Le 26 juillet 2016, le Conseil de la Concurrence luxembourgeois a adopté une décision dans laquelle il a souligné que les prix de vente imposés, c'est-à-dire les accords ou pratiques concertées entre un fournisseur et un distributeur conduisant à des prix fixes ou minimaux pour les utilisateurs finaux, constituent une violation substantielle et par objet du droit de la concurrence luxembourgeois et européen.
Clarification des critères applicables
Le Conseil de la Concurrence a précisé les critères applicables, qui aideront sans aucun doute les entreprises à (mieux) évaluer si leurs pratiques constituent ou non une pratique illégale de prix de vente imposés. Ces critères sont les bienvenus. En effet, même si la Commission Européenne a fourni quelques indications sur les pratiques de prix de vente imposés dans ses Lignes directrices de 2010 sur les restrictions verticales, il est parfois très difficile de distinguer entre, d'une part, les pratiques illégales de prix de vente imposés conduisant à des prix minimaux ou fixes et d'autre part, les prix recommandés qui sont en principe admis en vertu du droit de la concurrence.
Les critères pertinents du Conseil de la Concurrence sont les suivants (et sont également ceux appliqués par l'Autorité de la Concurrence française :
- l'existence d'un prix de vente qui a été communiqué ou discuté entre le fournisseur et le distributeur ;
Cette condition sera donc également satisfaite si le prix de vente est officiellement présenté par le fournisseur comme étant un prix recommandé.
- l'existence d'une politique de prix ou, le cas échéant, de surveillance des prix ;
Cette condition sera évidemment remplie lorsque le fournisseur menace le distributeur afin qu'il respecte les prix de vente communiqués, mais ce sera également le cas lorsque les concurrents du distributeur dénoncent la non-conformité avec de tels niveaux de prix, ou lorsque le fournisseur rappelle simplement au distributeur les prix de vente applicables.
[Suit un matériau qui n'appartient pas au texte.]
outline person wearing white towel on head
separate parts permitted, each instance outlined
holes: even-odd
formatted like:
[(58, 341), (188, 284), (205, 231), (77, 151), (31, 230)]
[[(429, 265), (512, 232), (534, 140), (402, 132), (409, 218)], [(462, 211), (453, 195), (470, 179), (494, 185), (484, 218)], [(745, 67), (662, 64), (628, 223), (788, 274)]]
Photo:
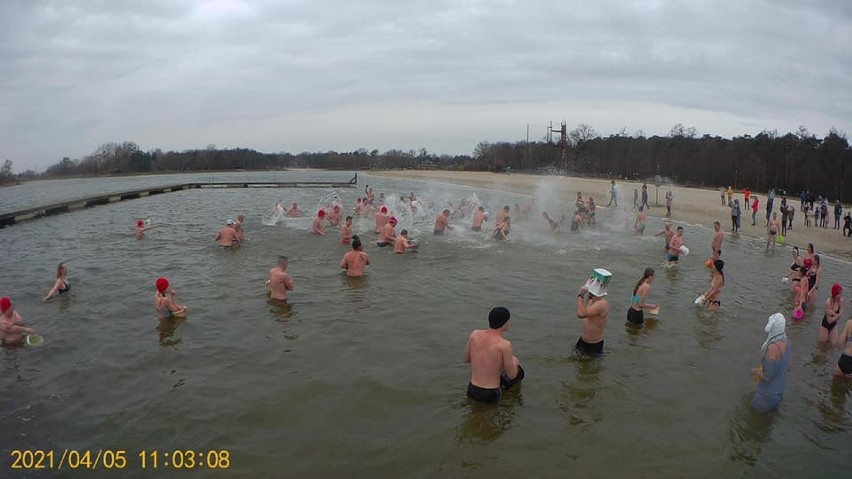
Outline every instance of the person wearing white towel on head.
[(784, 399), (784, 383), (792, 365), (792, 345), (784, 331), (786, 323), (783, 314), (775, 313), (769, 317), (764, 328), (766, 341), (760, 348), (763, 360), (761, 366), (751, 370), (757, 380), (757, 392), (751, 399), (751, 408), (757, 412), (778, 409)]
Une surveillance régulière des prix serait également suffisante pour remplir cette condition, mais il est évident que la fréquence de la surveillance jouera un rôle dans ce cas (une surveillance hebdomadaire ou mensuelle des prix étant considérée être une indication plus sérieuse des pratiques de prix de vente imposés qu'une surveillance de prix annuelle).
- l'application significative par le distributeur des prix de vente communiqués.
La question qui se pose dans ce contexte est bien sûr de savoir ce que recouvre la notion d'application "significative". Conformément à la jurisprudence de la Cour d'appel française, l'application des prix de vente communiqués est significative lorsque le distributeur suit ces prix (ou des prix qui ne s'en écartent que légèrement) dans 80% des cas. Cependant, il ne peut être exclu que la Conseil de la Concurrence luxembourgeois accepterait également un pourcentage plus faible (mais probablement supérieur à 50%).
Programme de clémence également pour les pratiques verticales
Dans la communication officielle en rapport avec cette décision du 26 juillet 2016, le Conseil de la Concurrence a également précisé que son programme de clémence est aussi ouvert pour les accords verticaux et en particulier pour les pratiques de prix de vente imposés. Cette position du Conseil de la Concurrence luxembourgeois est contraire à l'approche générale des autorités nationales de la Concurrence au sein du Réseau Européen de la Concurrence, mais elle est tout à fait compréhensible compte tenu de ses ressources limitées. L'ouverture du programme de clémence aux accords verticaux de pratiques de prix de vente imposés peut conduire à une quantité importante de demandes de clémence, ce qui faciliterait les opérations d'exécution du Conseil de la Concurrence, en particulier dans les secteurs prioritaires tels que le secteur des biens de consommation courante.